To Moses two entries are devoted in the lists. We have the Testament, 1100 lines long, and the Assumption, 1400. Besides that, an Apocalypse of Moses is named; George the Syncellus says that Gal. v. 6; vi. 15 (In Christ Jesus neither circumcision availeth anything, etc.) is from the Apocalypse of Moses: a marginal scholium in several MSS. of the Epistles agrees that it is "from an apocryphon of Moses." There must be some mistake. The only text in Galatians which could be plausibly assigned to such a source is iii. 19: "It was ordained by angels in the hand of a mediator," which might be an allusion to the Assumption (God foresaw me ... to be the mediator of His covenant): no conceivable Jewish book could have contained the statement of Gal. v. 6, and no Christian forger of early times ever did his work quite so badly. At some ancient date the marginal reference must have been attached to the wrong place, and our authorities have copied it in its dislocated state. (A passage which might more plausibly be referred to a book called the Apocalypse of Moses is 2 Cor. xi. 14 (Satan is transformed into an angel of light), for this does happen in the Life of Adam: and the Greek recension of that is called the Apocalypse of Moses.)

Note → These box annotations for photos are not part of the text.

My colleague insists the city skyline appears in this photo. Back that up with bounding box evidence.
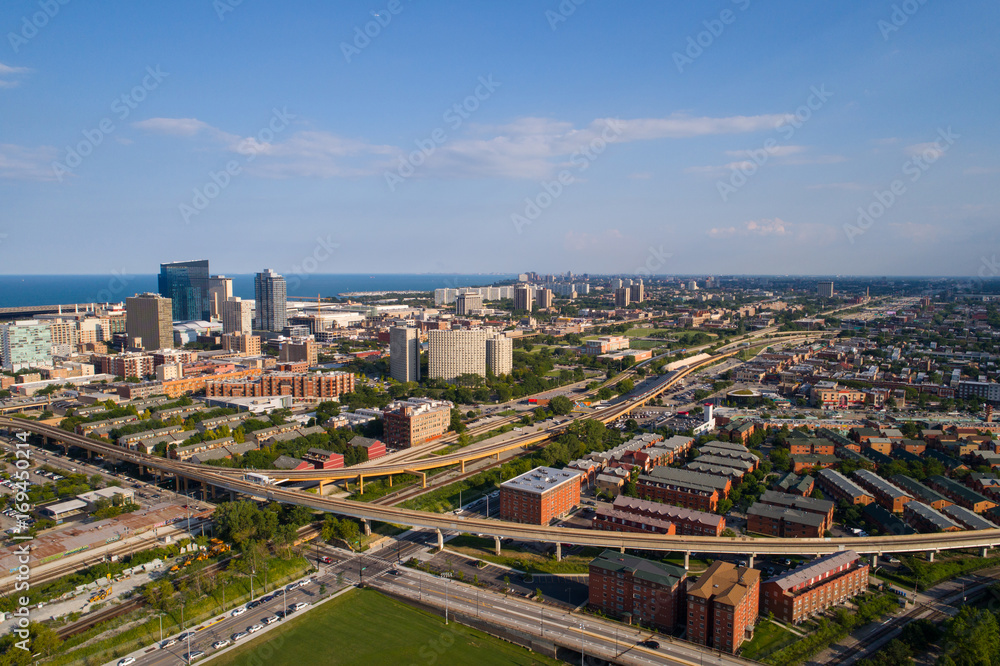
[0,0,1000,276]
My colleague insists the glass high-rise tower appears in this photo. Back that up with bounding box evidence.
[159,259,212,321]
[253,268,288,331]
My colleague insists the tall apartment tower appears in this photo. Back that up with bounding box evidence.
[427,329,487,381]
[389,326,420,382]
[208,275,233,319]
[221,296,253,335]
[514,284,534,312]
[158,259,212,321]
[253,268,288,331]
[629,280,646,303]
[486,333,514,376]
[0,319,52,372]
[455,293,483,316]
[125,294,174,350]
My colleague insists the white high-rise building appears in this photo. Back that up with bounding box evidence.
[427,329,487,381]
[222,296,253,335]
[486,333,514,375]
[389,326,420,382]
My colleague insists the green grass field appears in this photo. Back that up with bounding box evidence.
[212,590,560,666]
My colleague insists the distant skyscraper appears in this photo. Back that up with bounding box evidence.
[253,268,288,331]
[221,296,253,335]
[389,326,420,382]
[159,259,212,321]
[208,275,233,319]
[486,333,514,376]
[0,319,52,372]
[125,294,173,350]
[514,285,534,312]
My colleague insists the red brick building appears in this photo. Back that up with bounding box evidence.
[594,495,726,536]
[760,550,868,624]
[687,560,760,654]
[500,467,580,525]
[588,550,687,632]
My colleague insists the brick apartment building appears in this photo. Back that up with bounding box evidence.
[589,550,687,632]
[687,560,760,654]
[747,502,826,538]
[205,372,354,400]
[382,404,451,449]
[636,467,732,511]
[816,469,875,505]
[594,495,726,537]
[760,550,868,624]
[854,469,913,513]
[500,467,581,525]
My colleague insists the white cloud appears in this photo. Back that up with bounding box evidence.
[0,143,58,180]
[708,217,791,238]
[134,114,790,179]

Two Apocalypses of Moses we have: the name is an alternative title of the Book of Jubilees, according to George Cedrenus; and there is a Greek Apocalypse of Moses (ed. Tischendorf, etc.) which is really nothing but a Life of Adam, identical in great part with the Latin Vita Adæ et Evæ. Besides this there is a (late?) Hebrew Apocalypse, of Moses' progress through the seven heavens.

What of the Testament? There is one express quotation from it in a Greek catena on the Octateuch, giving the dimensions of the Tower of Babel, and this proves to be a quotation of Jubilees. Some therefore think the Testament to be Jubilees under yet another name: the obstacle is that 1100 lines is far too small a total for Jubilees. Dr. Charles differs. He thinks the Testament is that last dying speech of Moses, part of which we have in Latin and usually call the Assumption. In his view the Assumption proper was amalgamated at an early date with the Testament, and the two books circulated under the title of the Assumption. All the Latin fragment belongs to the Testament. Early the amalgamation must have been, for Jude quotes both parts in the first century (or at least early in the second). His 9th verse is, Origen tells us, from the Assumption, and his 16th we find in the Latin fragment.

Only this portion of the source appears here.